Les compétences de chacun, sont valorisées quelles qu’elles soient, de manière égalitaire et solidaire. Les objets devenus inutiles profitent à d’autres. Ces systèmes d’échanges permettent ainsi d’améliorer concrètement la qualité de vie de leurs membres et de lutter contre l’exclusion.

2/ Les monnaies locales basées sur l’euro ont une action au niveau des échanges marchands.

N’étant pas utilisables hors d’un territoire donné ni pour des usages spéculatifs ou d’épargne, ces monnaies circulent plus vite et développent des circuits courts de proximité. Elles dynamisent ainsi l’économie locale et favorisent la relocalisation des activités.

Les critères d’entrée dans le réseau permettent de créer des liens de confiance et de solidarité entre consommateurs et professionnels autour de valeurs et d’objectifs communs déterminés collectivement en fonction de chaque situation locale et dans une démarche de progression: soutien du petit commerce de proximité, production respectueuse de l’environnement, production locale et de qualité, économie solidaire, pratiques sociales et démocratiques…

Dans les deux cas, le processus de création de monnaies locales et leur usage au quotidien favorisent une appropriation citoyenne de l’économie et offrent des moyens concrets pour agir en faveur d’une transition économique, écologique, sociale et démocratique.

Quelques exemples de monnaies locales complémentaires, chaque groupe initiateur créant sa monnaie en fonction de la situation locale:

L’Abeille, à Villeneuve sur Lot, créée en janvier 2010 et gérée par des citoyens avec peu de moyens, a relancé le mouvement des monnaies locales complémentaires citoyennes en France.

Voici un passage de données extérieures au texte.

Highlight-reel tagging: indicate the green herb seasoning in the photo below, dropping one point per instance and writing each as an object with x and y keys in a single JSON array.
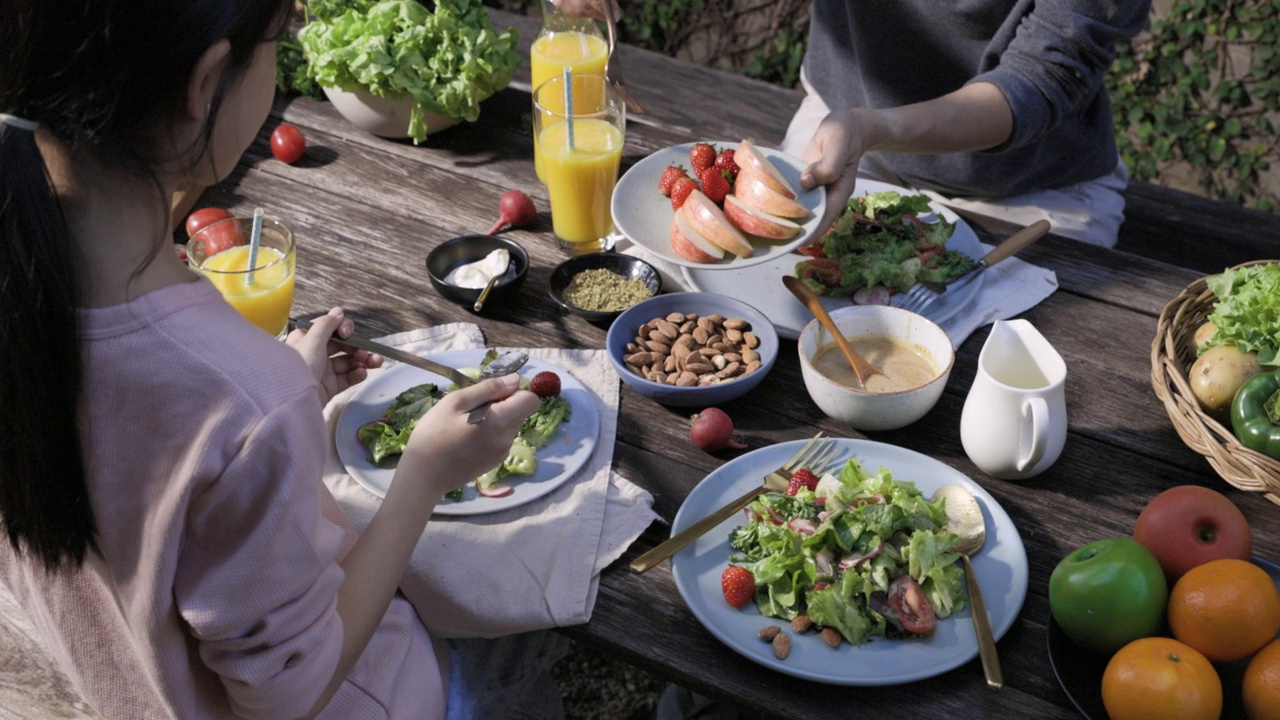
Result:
[{"x": 604, "y": 291}]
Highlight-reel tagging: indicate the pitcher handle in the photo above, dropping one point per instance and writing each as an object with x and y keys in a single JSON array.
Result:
[{"x": 1038, "y": 411}]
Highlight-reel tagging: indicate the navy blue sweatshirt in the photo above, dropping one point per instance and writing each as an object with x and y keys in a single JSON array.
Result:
[{"x": 1047, "y": 57}]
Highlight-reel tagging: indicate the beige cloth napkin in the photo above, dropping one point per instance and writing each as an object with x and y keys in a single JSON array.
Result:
[
  {"x": 529, "y": 568},
  {"x": 1008, "y": 288}
]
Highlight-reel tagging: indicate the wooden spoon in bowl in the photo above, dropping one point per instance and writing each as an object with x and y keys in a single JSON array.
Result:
[{"x": 862, "y": 368}]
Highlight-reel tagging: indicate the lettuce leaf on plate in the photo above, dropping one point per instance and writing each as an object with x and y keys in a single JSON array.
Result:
[{"x": 447, "y": 59}]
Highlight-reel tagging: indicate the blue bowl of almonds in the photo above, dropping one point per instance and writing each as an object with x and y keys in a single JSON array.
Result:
[{"x": 602, "y": 286}]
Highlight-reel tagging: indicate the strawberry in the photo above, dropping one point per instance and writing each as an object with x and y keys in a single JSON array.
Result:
[
  {"x": 545, "y": 384},
  {"x": 801, "y": 478},
  {"x": 714, "y": 185},
  {"x": 739, "y": 586},
  {"x": 680, "y": 191},
  {"x": 725, "y": 162},
  {"x": 668, "y": 177},
  {"x": 702, "y": 156}
]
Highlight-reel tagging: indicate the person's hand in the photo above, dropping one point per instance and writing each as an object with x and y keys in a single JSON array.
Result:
[
  {"x": 334, "y": 367},
  {"x": 832, "y": 159},
  {"x": 455, "y": 452},
  {"x": 588, "y": 8}
]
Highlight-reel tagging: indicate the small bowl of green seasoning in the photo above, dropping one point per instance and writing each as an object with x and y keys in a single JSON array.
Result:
[{"x": 603, "y": 285}]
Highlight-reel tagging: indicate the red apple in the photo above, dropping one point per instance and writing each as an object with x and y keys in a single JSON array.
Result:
[
  {"x": 690, "y": 245},
  {"x": 762, "y": 224},
  {"x": 1188, "y": 525},
  {"x": 755, "y": 194},
  {"x": 708, "y": 219},
  {"x": 753, "y": 162}
]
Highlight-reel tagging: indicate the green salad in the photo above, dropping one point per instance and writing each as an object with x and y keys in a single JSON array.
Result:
[
  {"x": 385, "y": 438},
  {"x": 447, "y": 59},
  {"x": 863, "y": 554},
  {"x": 880, "y": 244},
  {"x": 1247, "y": 311}
]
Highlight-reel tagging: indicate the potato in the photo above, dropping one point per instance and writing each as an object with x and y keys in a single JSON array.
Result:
[{"x": 1219, "y": 373}]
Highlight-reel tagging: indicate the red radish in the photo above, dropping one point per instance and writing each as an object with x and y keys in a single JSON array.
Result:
[
  {"x": 515, "y": 209},
  {"x": 712, "y": 431}
]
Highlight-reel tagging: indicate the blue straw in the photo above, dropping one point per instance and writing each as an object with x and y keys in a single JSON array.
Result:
[
  {"x": 568, "y": 104},
  {"x": 255, "y": 238}
]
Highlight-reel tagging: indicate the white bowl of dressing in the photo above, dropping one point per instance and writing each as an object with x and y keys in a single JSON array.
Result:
[{"x": 913, "y": 351}]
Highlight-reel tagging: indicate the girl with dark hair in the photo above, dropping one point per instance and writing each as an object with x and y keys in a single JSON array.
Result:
[{"x": 160, "y": 459}]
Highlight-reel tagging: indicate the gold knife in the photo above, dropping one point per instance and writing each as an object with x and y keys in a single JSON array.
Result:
[{"x": 394, "y": 354}]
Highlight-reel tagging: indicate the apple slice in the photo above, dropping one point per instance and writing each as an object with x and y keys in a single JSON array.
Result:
[
  {"x": 707, "y": 218},
  {"x": 762, "y": 224},
  {"x": 750, "y": 159},
  {"x": 497, "y": 488},
  {"x": 755, "y": 194},
  {"x": 690, "y": 244}
]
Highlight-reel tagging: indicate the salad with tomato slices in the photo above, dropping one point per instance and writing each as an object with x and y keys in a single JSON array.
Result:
[
  {"x": 862, "y": 552},
  {"x": 878, "y": 246}
]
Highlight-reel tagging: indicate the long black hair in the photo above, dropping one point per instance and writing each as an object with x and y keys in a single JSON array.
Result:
[{"x": 103, "y": 78}]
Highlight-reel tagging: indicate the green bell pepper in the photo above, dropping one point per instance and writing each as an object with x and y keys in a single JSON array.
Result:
[{"x": 1256, "y": 413}]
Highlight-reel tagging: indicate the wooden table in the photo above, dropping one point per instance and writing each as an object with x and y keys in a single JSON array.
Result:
[{"x": 368, "y": 210}]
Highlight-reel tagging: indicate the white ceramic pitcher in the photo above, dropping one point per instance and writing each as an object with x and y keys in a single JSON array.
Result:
[{"x": 1014, "y": 419}]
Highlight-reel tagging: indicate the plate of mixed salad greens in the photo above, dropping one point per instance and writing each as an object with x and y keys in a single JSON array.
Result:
[
  {"x": 886, "y": 240},
  {"x": 840, "y": 561},
  {"x": 549, "y": 449}
]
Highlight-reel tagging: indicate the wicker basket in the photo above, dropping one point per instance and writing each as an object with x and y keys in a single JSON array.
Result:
[{"x": 1171, "y": 354}]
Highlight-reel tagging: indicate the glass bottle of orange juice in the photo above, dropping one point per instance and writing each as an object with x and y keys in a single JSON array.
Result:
[{"x": 565, "y": 41}]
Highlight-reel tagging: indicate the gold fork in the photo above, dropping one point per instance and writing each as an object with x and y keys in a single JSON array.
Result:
[
  {"x": 816, "y": 455},
  {"x": 613, "y": 67}
]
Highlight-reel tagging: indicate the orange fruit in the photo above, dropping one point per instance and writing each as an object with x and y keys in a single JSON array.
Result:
[
  {"x": 1156, "y": 678},
  {"x": 1226, "y": 609},
  {"x": 1261, "y": 684}
]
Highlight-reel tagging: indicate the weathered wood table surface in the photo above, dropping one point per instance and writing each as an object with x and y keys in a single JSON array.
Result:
[{"x": 368, "y": 210}]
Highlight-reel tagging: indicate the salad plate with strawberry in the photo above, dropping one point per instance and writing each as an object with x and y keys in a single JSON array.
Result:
[
  {"x": 854, "y": 569},
  {"x": 549, "y": 450},
  {"x": 717, "y": 204}
]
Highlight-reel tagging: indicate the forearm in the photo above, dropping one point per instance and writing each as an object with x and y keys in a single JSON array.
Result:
[
  {"x": 376, "y": 563},
  {"x": 976, "y": 117}
]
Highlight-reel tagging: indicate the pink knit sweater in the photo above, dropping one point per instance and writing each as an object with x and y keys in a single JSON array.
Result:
[{"x": 214, "y": 595}]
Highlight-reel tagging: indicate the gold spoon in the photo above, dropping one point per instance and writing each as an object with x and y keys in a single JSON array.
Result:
[
  {"x": 964, "y": 519},
  {"x": 862, "y": 368}
]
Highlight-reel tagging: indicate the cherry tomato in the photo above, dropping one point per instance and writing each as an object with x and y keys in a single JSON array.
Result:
[
  {"x": 205, "y": 215},
  {"x": 912, "y": 605},
  {"x": 218, "y": 236},
  {"x": 287, "y": 144}
]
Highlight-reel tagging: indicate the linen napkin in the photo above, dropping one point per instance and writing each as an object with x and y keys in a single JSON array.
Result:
[
  {"x": 528, "y": 568},
  {"x": 1008, "y": 288}
]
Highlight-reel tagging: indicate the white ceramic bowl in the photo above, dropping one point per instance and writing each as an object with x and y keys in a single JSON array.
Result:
[
  {"x": 874, "y": 410},
  {"x": 384, "y": 117}
]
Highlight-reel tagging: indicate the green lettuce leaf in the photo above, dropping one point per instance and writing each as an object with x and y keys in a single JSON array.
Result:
[{"x": 447, "y": 60}]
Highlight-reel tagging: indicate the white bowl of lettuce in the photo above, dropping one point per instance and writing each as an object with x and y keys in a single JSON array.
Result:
[{"x": 397, "y": 68}]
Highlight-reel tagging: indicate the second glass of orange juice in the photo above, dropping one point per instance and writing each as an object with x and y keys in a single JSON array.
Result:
[
  {"x": 581, "y": 153},
  {"x": 565, "y": 41},
  {"x": 263, "y": 294}
]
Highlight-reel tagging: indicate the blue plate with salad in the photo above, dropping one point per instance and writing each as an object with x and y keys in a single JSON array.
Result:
[
  {"x": 566, "y": 447},
  {"x": 887, "y": 655},
  {"x": 763, "y": 282}
]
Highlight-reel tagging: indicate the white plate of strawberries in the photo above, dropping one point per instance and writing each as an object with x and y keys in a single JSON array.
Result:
[{"x": 717, "y": 204}]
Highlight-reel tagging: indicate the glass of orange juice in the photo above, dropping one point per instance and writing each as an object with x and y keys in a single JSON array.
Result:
[
  {"x": 581, "y": 136},
  {"x": 565, "y": 41},
  {"x": 264, "y": 292}
]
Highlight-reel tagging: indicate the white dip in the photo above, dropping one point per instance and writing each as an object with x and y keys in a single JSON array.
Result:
[{"x": 478, "y": 274}]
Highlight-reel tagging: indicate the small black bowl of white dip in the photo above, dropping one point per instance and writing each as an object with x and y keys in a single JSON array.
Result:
[{"x": 461, "y": 268}]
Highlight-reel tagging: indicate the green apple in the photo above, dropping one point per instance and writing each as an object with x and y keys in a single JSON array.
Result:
[{"x": 1107, "y": 593}]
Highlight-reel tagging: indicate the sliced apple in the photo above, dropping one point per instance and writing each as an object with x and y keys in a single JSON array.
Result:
[
  {"x": 690, "y": 244},
  {"x": 762, "y": 224},
  {"x": 750, "y": 159},
  {"x": 755, "y": 194},
  {"x": 707, "y": 218}
]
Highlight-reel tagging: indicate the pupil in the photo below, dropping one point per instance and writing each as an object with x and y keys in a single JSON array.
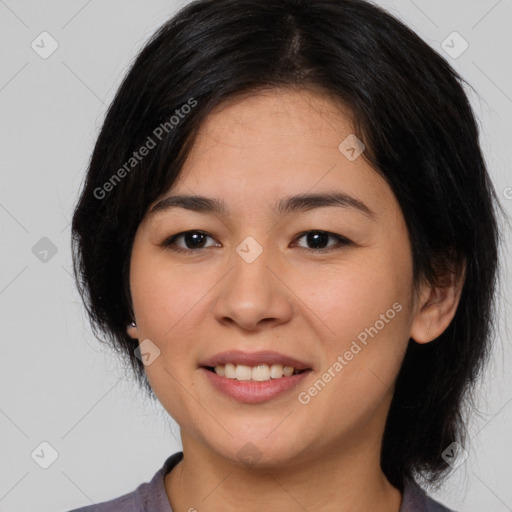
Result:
[
  {"x": 318, "y": 240},
  {"x": 195, "y": 237}
]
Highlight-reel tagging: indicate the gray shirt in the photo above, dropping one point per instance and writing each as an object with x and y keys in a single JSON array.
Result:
[{"x": 151, "y": 496}]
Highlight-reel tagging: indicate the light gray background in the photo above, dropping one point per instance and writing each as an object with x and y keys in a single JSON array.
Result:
[{"x": 58, "y": 384}]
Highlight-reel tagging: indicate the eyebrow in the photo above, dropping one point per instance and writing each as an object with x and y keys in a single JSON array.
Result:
[{"x": 296, "y": 203}]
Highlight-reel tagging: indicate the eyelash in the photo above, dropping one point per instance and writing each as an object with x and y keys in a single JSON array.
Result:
[{"x": 342, "y": 241}]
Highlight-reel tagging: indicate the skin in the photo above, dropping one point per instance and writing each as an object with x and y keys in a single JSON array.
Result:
[{"x": 319, "y": 456}]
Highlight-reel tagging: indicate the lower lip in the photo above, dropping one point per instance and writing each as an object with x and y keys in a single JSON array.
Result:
[{"x": 252, "y": 392}]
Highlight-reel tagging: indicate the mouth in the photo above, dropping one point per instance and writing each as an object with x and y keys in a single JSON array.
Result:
[
  {"x": 254, "y": 377},
  {"x": 259, "y": 373}
]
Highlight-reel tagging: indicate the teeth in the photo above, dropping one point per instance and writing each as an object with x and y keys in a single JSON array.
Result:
[{"x": 259, "y": 373}]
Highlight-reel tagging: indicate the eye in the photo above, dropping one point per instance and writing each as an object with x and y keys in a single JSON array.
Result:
[
  {"x": 193, "y": 240},
  {"x": 320, "y": 239}
]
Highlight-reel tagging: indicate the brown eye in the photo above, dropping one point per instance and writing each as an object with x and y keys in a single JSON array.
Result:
[
  {"x": 319, "y": 240},
  {"x": 192, "y": 240}
]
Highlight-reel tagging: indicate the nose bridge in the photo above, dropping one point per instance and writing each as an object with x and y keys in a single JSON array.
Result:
[{"x": 251, "y": 291}]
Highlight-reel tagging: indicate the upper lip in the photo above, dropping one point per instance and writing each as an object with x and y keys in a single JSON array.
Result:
[{"x": 253, "y": 359}]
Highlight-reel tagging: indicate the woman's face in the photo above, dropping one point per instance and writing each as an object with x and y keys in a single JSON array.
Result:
[{"x": 323, "y": 286}]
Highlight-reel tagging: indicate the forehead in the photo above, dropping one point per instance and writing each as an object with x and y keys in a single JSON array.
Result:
[{"x": 255, "y": 149}]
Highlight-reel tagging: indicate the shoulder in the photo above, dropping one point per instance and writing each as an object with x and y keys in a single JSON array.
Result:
[
  {"x": 147, "y": 497},
  {"x": 416, "y": 500}
]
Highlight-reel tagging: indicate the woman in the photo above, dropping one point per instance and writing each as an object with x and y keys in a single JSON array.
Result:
[{"x": 288, "y": 230}]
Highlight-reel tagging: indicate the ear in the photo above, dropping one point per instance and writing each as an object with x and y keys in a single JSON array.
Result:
[
  {"x": 437, "y": 305},
  {"x": 132, "y": 331}
]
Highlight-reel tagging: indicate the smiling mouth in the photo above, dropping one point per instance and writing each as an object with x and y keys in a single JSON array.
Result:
[{"x": 259, "y": 373}]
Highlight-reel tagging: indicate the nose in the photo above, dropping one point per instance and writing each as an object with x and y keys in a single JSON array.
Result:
[{"x": 254, "y": 294}]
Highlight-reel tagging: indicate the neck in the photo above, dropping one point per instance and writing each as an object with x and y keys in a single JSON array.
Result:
[{"x": 347, "y": 479}]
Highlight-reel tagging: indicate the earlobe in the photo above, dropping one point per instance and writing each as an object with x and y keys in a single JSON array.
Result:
[
  {"x": 132, "y": 330},
  {"x": 436, "y": 309}
]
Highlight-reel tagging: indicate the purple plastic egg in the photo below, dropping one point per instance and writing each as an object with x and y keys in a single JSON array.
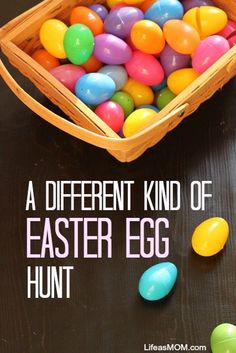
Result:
[
  {"x": 189, "y": 4},
  {"x": 120, "y": 21},
  {"x": 100, "y": 10},
  {"x": 172, "y": 61},
  {"x": 208, "y": 52},
  {"x": 68, "y": 75},
  {"x": 111, "y": 50}
]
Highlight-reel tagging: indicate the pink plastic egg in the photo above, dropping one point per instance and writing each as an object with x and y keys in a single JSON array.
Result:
[
  {"x": 208, "y": 52},
  {"x": 111, "y": 50},
  {"x": 112, "y": 114},
  {"x": 68, "y": 75},
  {"x": 229, "y": 33},
  {"x": 145, "y": 68}
]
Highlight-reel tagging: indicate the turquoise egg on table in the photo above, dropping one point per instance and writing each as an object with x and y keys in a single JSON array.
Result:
[{"x": 157, "y": 281}]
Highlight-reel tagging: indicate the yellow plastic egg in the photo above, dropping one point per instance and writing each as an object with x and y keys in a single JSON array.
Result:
[
  {"x": 51, "y": 35},
  {"x": 210, "y": 236},
  {"x": 207, "y": 20},
  {"x": 140, "y": 93},
  {"x": 137, "y": 120},
  {"x": 180, "y": 79}
]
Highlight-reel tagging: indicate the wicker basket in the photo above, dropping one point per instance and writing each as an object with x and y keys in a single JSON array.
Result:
[{"x": 20, "y": 38}]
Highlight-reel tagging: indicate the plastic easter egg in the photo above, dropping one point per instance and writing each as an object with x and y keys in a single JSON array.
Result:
[
  {"x": 140, "y": 93},
  {"x": 229, "y": 33},
  {"x": 86, "y": 16},
  {"x": 172, "y": 61},
  {"x": 146, "y": 4},
  {"x": 189, "y": 4},
  {"x": 51, "y": 36},
  {"x": 100, "y": 10},
  {"x": 112, "y": 114},
  {"x": 147, "y": 36},
  {"x": 125, "y": 101},
  {"x": 112, "y": 3},
  {"x": 207, "y": 20},
  {"x": 157, "y": 281},
  {"x": 68, "y": 75},
  {"x": 181, "y": 79},
  {"x": 208, "y": 52},
  {"x": 78, "y": 43},
  {"x": 223, "y": 339},
  {"x": 159, "y": 87},
  {"x": 45, "y": 59},
  {"x": 145, "y": 68},
  {"x": 162, "y": 11},
  {"x": 120, "y": 21},
  {"x": 165, "y": 97},
  {"x": 111, "y": 50},
  {"x": 149, "y": 106},
  {"x": 181, "y": 37},
  {"x": 138, "y": 120},
  {"x": 117, "y": 73},
  {"x": 92, "y": 64},
  {"x": 210, "y": 236},
  {"x": 95, "y": 88}
]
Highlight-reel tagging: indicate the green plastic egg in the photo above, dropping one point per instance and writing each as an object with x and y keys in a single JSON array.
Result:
[
  {"x": 223, "y": 339},
  {"x": 78, "y": 43},
  {"x": 125, "y": 101},
  {"x": 165, "y": 97}
]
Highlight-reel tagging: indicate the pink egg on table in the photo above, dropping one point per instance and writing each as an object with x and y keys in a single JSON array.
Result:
[
  {"x": 208, "y": 52},
  {"x": 68, "y": 75},
  {"x": 111, "y": 50},
  {"x": 112, "y": 114},
  {"x": 229, "y": 33},
  {"x": 145, "y": 68}
]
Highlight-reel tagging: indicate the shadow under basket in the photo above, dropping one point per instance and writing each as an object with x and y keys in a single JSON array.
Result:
[{"x": 20, "y": 38}]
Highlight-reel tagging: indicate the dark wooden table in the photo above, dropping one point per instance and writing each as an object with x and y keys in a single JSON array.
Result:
[{"x": 105, "y": 313}]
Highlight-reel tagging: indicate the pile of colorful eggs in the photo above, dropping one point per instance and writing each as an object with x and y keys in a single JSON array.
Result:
[{"x": 127, "y": 60}]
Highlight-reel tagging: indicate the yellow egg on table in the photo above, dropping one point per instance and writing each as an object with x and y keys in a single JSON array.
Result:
[
  {"x": 210, "y": 237},
  {"x": 51, "y": 36},
  {"x": 207, "y": 20},
  {"x": 180, "y": 79},
  {"x": 138, "y": 120},
  {"x": 140, "y": 93}
]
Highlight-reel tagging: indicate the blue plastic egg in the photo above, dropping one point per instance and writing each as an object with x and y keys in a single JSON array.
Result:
[
  {"x": 149, "y": 106},
  {"x": 164, "y": 10},
  {"x": 159, "y": 87},
  {"x": 117, "y": 73},
  {"x": 157, "y": 281},
  {"x": 95, "y": 88}
]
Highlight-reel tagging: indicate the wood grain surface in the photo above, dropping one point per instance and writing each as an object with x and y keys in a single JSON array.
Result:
[{"x": 105, "y": 313}]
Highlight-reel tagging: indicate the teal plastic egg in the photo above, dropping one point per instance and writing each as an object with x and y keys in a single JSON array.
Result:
[
  {"x": 78, "y": 43},
  {"x": 157, "y": 281},
  {"x": 223, "y": 339}
]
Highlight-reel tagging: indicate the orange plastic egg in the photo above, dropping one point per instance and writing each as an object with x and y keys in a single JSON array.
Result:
[
  {"x": 140, "y": 93},
  {"x": 87, "y": 17},
  {"x": 181, "y": 36},
  {"x": 180, "y": 79},
  {"x": 207, "y": 20},
  {"x": 45, "y": 59},
  {"x": 92, "y": 65},
  {"x": 148, "y": 37}
]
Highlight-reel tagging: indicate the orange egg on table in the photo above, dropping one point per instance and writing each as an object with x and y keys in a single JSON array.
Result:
[
  {"x": 148, "y": 37},
  {"x": 181, "y": 79},
  {"x": 146, "y": 4},
  {"x": 45, "y": 59},
  {"x": 181, "y": 36},
  {"x": 207, "y": 20},
  {"x": 87, "y": 17},
  {"x": 92, "y": 65}
]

Le Sol Violette a vu le jour en mai 2011 à Toulouse où il est fortement soutenu par la mairie. Il appartient au réseau des SOL, destiné à soutenir l’économie sociale et solidaire.

L’Eusko circule dans le pays basque français depuis janvier 2013 et donc au niveau d’une région. Outre le soutien à la relocalisation de l’économie et aux pratiques écologiques et solidaires, il vise à favoriser l’usage public de la langue basque.

Pour en savoir plus:

Les monnaies locales françaises sont organisées en réseau, organisent des rencontres nationales et ont rédigée une charte des MLC dont l’Adml63 est signataire:

http://adml63.org/manifeste-des-mlc/

Le site http://monnaie-locale-complementaire.net/france/ permet de suivre leur actualité.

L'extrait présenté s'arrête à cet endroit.